Overall, the two NSA programs detailed in leaks from ex-NSA contractor Edward Snowden have been part of stopping 50 planned terror attacks in 20 countries, NSA Director Keith Alexander told lawmakers.

“These programs are immensely valuable,” said Mr. Alexander.

The House hearing was a generally friendly environment for US security officials and appeared to have been arranged to allow the executive branch a chance to reveal a bit more information in response to the Snowden leaks.

One of the NSA programs in question allows the agency to collect the metadata of US phone calls – numbers called and the duration of calls, the sort of information contained in phone bills. This metadata does not contain an individual’s identity, or the location from which calls were made, said Deputy US Attorney General James Cole.

“We don’t get any content,” said Mr. Cole. “This is under Section 215 of the Patriot Act, which has been reauthorized twice by Congress."

This collection only occurs pursuant to court orders. Officials need a further individualized, court-approved warrant to look at the data of a particular person. Its use is subject to extensive internal audits, including an annual inspector general report, and is described to Congress, said US officials.

The other program allows the NSA to collect the Internet activity of non-US persons who are not in the United States but whose web usage is handled by US-based servers, under authority of Section 702 of the Foreign Intelligence Surveillance Act. The Foreign Intelligence Surveillance Court has to approve all Section 702 actions.

“Section 702 cannot be and is not used to intentionally target any US citizen,” said NSA Deputy Director John Chris Inglis.

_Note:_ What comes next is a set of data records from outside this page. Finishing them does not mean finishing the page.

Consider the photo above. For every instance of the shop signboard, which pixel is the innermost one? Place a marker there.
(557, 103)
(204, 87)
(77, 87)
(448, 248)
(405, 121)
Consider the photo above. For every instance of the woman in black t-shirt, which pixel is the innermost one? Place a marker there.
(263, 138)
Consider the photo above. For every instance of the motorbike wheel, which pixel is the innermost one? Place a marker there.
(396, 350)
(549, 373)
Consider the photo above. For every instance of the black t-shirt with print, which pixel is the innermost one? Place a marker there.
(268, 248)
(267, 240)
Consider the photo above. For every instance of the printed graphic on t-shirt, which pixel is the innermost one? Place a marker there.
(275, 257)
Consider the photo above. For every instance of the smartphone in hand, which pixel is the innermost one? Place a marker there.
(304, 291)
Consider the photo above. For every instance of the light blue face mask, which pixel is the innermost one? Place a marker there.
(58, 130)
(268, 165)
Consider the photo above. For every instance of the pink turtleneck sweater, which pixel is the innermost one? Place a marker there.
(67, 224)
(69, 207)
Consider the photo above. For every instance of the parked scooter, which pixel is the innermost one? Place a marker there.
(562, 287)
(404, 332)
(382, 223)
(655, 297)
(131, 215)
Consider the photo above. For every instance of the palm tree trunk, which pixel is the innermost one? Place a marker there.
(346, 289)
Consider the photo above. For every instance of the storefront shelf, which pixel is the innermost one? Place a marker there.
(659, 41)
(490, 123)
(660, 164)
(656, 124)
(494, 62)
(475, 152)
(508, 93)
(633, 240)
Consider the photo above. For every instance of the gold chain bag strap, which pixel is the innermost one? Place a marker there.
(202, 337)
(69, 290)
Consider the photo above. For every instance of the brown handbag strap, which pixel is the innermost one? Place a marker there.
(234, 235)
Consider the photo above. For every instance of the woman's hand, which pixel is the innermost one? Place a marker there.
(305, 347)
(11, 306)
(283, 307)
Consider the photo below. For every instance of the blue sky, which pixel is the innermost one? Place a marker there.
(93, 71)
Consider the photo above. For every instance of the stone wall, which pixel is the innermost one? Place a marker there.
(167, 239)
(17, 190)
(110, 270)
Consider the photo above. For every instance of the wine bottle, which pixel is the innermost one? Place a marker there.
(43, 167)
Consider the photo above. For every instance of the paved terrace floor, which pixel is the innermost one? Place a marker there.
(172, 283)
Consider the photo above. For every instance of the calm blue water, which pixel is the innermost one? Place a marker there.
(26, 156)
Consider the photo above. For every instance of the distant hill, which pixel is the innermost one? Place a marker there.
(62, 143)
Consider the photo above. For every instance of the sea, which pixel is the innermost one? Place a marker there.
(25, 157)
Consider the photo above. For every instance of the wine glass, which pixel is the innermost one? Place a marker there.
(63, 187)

Mr. Inglis said that the Section 702 program was involved in 90 percent of the 50 thwarted plots. He added that it was analogous to spying on foreign nationals in their own countries, which is something US intelligence historically did as a national security matter without court oversight. Thus, the involvement of a court represents a “tightening” of oversight, he said.

The NSA does not get this web activity direct from the servers of Google, Facebook, and other Internet providers. The firms are “compelled” to provide information requested to the federal government, said Inglis.

Nor is the Foreign Intelligence Surveillance Court a “rubber stamp,” officials argued. They said the fact that virtually all 702 requests are approved is due to a process in which US intelligence agencies and FISC court staff discuss orders prior to their formal submission.

“The point is there is a multilevel layer of oversight,” said Robert Litt, general counsel in the office of the Director of National Intelligence.

According to the account provided in the House hearing, the New York subway plot was unraveled beginning in the fall of 2009, when the NSA intercepted an e-mail from a terrorist located in Pakistan pursuant to Section 702 authority. That person was communicating with an individual located in the US about recipes for explosives.

Through the legal process that person was identified as Najibullah Zazi, in Denver. Agents followed him to New York City. Subsequent search warrants turned up bombmaking components, and Mr. Zazi later confessed to a plot to bomb the city’s subway system with backpacks.

As to the New York Stock Exchange plot, NSA was using 702 authority to monitor a known extremist in Yemen. This extremist was in contact with an individual in the US named Khalid Ouazzani. Through further surveillance, the FBI discovered a nascent plot to bomb the NYSE.

“Ouazzani had been providing information and support to this plot,” said the FBI’s Sean Joyce.